Entering into an established environment affects all other elements of the environment so a leader must be prepared to improvise with these changes. Almaney (1974) reiterates the idea that external forces including, “competitors, customers, government, and suppliers” (p. 38) can cause shifts within an environment, and “present the system with opportunities for exploitation and confront it with uncontrollable constraints and contingencies” (p. 38). The reluctance to change is diminished when a person thinks the idea of change is self-initiated. A new leader can make an impact in an environment by making seamless changes that appear to develop from within the environment .
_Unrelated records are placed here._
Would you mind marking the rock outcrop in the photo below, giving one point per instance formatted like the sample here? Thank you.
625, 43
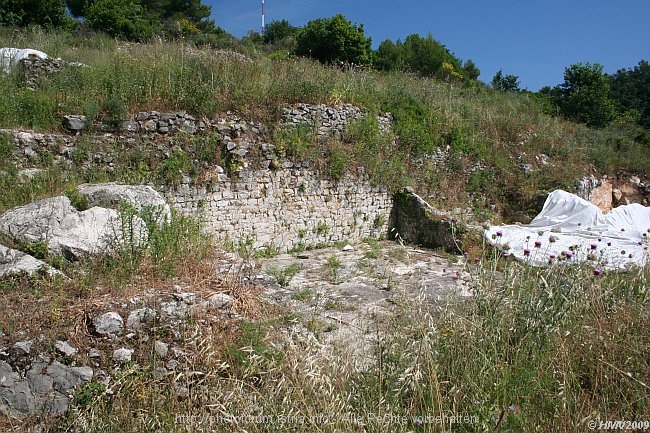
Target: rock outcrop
14, 261
69, 232
415, 221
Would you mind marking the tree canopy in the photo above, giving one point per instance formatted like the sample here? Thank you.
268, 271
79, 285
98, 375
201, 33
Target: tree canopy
584, 95
630, 91
334, 40
505, 83
20, 13
425, 56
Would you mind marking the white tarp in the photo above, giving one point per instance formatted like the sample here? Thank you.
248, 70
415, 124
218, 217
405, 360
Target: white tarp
570, 228
11, 57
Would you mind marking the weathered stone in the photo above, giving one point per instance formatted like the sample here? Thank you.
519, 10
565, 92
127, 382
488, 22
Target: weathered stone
141, 317
415, 221
174, 309
74, 123
69, 232
122, 355
65, 348
22, 348
108, 323
161, 348
14, 261
220, 300
130, 126
142, 197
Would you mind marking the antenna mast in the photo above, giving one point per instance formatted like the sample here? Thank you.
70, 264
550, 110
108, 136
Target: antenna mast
263, 18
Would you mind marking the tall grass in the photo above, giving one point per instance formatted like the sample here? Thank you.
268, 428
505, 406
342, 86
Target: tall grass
533, 350
498, 131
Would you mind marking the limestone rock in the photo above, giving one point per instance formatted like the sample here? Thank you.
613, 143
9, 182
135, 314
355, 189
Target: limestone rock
111, 195
122, 355
69, 232
415, 221
220, 300
161, 348
14, 261
74, 123
44, 387
65, 348
108, 323
141, 317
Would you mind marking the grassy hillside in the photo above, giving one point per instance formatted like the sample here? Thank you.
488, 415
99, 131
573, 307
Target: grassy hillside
535, 350
490, 135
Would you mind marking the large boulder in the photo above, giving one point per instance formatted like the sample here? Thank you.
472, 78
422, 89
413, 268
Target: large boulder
14, 262
11, 57
415, 221
142, 197
72, 233
43, 388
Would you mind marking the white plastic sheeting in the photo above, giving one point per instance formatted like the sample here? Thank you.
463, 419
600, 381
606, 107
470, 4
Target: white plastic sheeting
572, 229
11, 57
A leader that imparts a passion to others creates trust, which can transform the behavior and productivity of followers. Becoming a quality leader is a multifaceted endeavor. Cardon (2016) states, “Establishing credibility allows you to communicate more easily and more influentially” (p. 13). One approach to enacting change is to observe the complexities of interactions within the environment before suggesting improvements. Observation provides the opportunity to draft a big picture and then fill in the details, so that a person can intimately know the environment. By developing the larger picture and feeling competent in the subject, a leader is able to institute changes and improvise when necessary.
Almaney, A. (1974). Communication and the systems theory of organization. Journal of Business Communication, 12(1), 35-43. doi:10.1177/002194367401200106
Cardon, P. (2016). Business Communication: Developing leaders for a networked world (2nd ed.). New York, NY: McGraw-Hill Education.